1本の映画で、こんなに感情が忙しかったのいつぶりだろう。笑いと悲しみと切なさと喜びと悔しさと共感と、『アイアム・ア・コメディアン』はいろいろな感情を揺さぶられ、見終わった後は圧倒されてボーっとしてしまい、この自分の中に生まれたこの感情を忘れないようにしたいと思わされた映画だった。

『アイアム・ア・コメディアン』は、お笑いコンビ、ウーマンラッシュアワーの村本さんに密着したドキュメンタリー映画。私にとって村本さんは「早口で政治的なことも言っちゃうちょっと過激な芸人」というイメージだった。でも自分は彼の発言の一部だけを見て簡単に彼のイメージを決めつけていたのだと思った。その発言にたどり着いたその奥にある彼の考えや経験を知ろうともせずに。

日本社会は「言論の自由」があると同時に「空気を読む」ことも求められれる。自分が社会に求められているポジションや態度を瞬時に読みとりそのようにふるまえることが「常識人」とされる。実はそれを窮屈だと感じている人も多いのだけど、だから秩序が保たれていると信じている人も多い。

村本さんはそんな日本を飛び出て単身ニューヨークへ行き、スタンドアップコメディアンとして日々、コメディクラブを渡り歩いている。英語を勉強して、ネタ帳を片手に日々ネタを披露する。うけたり、うけなかったりお客さんの反応も様々だ。

映画を見て気づいたのは、彼の態度には作為的なところがないということだ。自分の母親にも「人をいやな気持ちにさせるのが大得意」とか言われてて、その部分が流れたときは映画館も笑いに包まれたけど、人からこう見られたいとか評価されたいとかそういうのを彼から全く感じないのがまた人々を引きつける理由なんだと思う。

そして何より、彼の発言は決して暴走をしているわけではなく、その言葉に目線がしっかりあっている人たちが大勢いるというのもまた事実。それは震災の被害者の人たちや社会的マイノリティとされている人たち、そして日々の生活に違和感を感じている人たち。

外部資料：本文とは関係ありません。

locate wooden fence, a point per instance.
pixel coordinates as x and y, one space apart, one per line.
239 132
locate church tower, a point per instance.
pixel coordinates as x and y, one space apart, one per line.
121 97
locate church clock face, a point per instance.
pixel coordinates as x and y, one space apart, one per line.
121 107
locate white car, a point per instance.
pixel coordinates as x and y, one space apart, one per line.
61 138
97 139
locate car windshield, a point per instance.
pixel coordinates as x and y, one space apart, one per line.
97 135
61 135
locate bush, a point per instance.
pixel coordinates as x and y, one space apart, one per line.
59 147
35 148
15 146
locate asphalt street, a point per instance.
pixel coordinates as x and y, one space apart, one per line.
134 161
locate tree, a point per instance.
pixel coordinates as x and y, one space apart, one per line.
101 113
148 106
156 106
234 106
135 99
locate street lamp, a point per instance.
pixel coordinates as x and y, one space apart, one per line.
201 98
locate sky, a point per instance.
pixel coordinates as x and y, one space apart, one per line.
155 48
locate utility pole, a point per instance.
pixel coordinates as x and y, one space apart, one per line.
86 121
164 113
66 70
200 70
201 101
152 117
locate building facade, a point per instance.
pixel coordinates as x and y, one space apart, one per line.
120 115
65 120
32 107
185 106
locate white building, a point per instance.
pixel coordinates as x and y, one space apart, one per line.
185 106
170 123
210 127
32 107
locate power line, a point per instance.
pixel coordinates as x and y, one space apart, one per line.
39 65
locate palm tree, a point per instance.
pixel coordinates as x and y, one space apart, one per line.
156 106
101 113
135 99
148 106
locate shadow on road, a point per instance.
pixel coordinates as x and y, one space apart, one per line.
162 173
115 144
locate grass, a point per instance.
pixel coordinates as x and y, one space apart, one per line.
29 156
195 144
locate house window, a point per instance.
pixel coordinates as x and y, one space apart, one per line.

彼はそういった人たちが絶対に社会の隅っこに追いやられないよう、お笑いを通じて人々の心に種をまき続ける。

一見、ネガティブに聞こえる彼の発する言葉には実は希望の光があるし、お笑いを通じてポジティブなものに変換しようというエネルギーに満ち溢れている。ネガティブなものから目をそらすのではなく、ちゃんと向き合って目を合わせようとする彼の戦う覚悟を見て、私の心にも何か種がまかれた気がしたのだった。